Ainsi, rien ne justifie objectivement le fait que la Grèce affiche la pire cotation des pays suivis par Standard & Poor’s, une cotation bien inférieure par exemple à celle de la Tunisie, un pays à reconstruire après la chute de la dictature, ou du Mozambique, qui est le 5e pays le moins bien classé selon l’Indice de Développement Humain des Nations Unies, ou encore 2 crans sous Tepco, l’entreprise (ir)responsable des sites nucléaires de Fukushima. Voilà qui jette un doute sur le sérieux des analyses de ces agences, lesquelles semblent obéir au mieux à des réactions grégaires et instinctives, au pire à des motivations idéologiques.

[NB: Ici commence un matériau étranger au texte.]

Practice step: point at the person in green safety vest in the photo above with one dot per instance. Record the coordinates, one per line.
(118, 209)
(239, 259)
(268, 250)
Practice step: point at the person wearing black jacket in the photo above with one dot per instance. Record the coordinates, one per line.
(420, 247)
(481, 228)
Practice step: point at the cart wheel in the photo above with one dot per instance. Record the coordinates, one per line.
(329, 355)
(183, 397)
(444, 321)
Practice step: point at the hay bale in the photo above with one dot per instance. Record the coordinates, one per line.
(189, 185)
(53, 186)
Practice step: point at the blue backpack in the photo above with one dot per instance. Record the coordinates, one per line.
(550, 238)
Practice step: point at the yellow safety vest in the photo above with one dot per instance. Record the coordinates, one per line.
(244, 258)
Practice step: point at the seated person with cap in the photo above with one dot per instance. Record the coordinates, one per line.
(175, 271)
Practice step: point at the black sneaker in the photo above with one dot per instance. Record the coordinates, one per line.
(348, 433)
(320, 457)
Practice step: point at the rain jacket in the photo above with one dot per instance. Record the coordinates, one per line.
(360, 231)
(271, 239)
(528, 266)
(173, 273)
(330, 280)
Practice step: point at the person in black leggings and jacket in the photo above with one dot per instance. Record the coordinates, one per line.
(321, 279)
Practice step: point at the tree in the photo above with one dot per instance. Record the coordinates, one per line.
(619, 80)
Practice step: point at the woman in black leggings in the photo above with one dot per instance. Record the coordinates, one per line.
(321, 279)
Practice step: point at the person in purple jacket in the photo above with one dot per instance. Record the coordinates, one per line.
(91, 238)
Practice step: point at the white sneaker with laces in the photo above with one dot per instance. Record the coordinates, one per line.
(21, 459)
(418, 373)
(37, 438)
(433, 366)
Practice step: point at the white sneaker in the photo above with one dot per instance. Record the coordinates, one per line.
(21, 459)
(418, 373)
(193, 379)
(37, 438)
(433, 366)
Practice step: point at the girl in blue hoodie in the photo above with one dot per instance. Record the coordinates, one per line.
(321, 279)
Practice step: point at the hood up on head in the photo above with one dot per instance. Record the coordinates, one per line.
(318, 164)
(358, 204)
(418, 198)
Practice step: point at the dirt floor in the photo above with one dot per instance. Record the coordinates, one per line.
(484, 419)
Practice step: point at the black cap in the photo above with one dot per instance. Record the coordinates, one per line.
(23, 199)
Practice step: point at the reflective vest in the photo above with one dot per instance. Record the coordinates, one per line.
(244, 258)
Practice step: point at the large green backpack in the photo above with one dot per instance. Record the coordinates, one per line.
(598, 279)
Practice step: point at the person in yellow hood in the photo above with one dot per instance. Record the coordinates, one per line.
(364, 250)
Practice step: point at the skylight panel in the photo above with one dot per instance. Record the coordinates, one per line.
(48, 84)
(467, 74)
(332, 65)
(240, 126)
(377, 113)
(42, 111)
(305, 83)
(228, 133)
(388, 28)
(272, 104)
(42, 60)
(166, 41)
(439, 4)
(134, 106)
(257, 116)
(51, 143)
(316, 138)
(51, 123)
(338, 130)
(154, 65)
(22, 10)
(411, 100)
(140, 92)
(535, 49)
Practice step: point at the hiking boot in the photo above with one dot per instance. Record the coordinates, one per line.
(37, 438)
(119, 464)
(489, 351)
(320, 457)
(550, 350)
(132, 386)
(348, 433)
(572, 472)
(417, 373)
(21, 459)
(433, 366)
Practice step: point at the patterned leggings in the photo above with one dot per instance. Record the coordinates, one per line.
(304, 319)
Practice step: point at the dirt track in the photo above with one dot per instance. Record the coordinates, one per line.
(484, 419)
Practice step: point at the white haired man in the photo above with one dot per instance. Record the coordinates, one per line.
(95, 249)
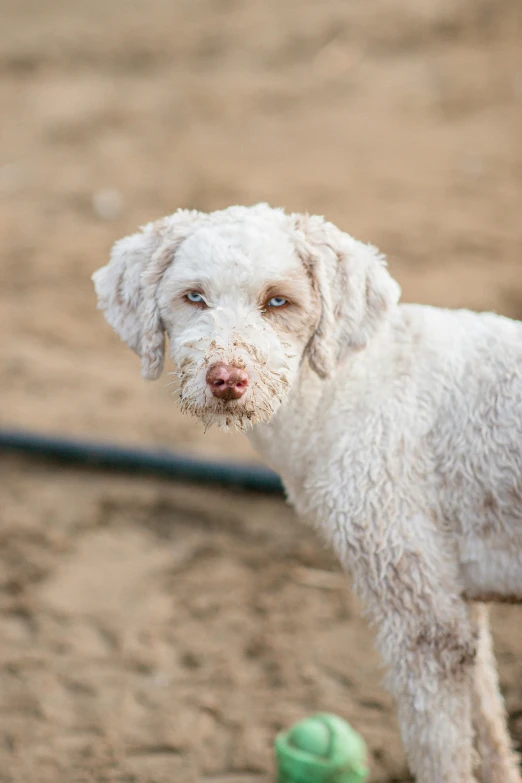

Pour mettre un terme aux prophéties auto-réalisatrices des agences de notations, Ecolo souhaite la concrétisation immédiate des propositions du Commissaire au Marché Intérieur, M. Barnier, visant à interdire la notation de pays qui, comme la Grèce aujourd’hui et peut-être d’autres pays demain, font l’objet d’une aide européenne,

Cependant, il faudra aller plus loin et, comme le proposait le Parlement européen dans son rapport sur ces agences, envisager la création d’une agence de notation publique européenne, dont l’objectif premier serait « l’octroi de notations indépendantes et neutres et qui examinerait l’intérêt et le coût d’une deuxième notation obligatoire pour chaque notation émise par une agence de notation enregistrée et active dans l’Union européenne ».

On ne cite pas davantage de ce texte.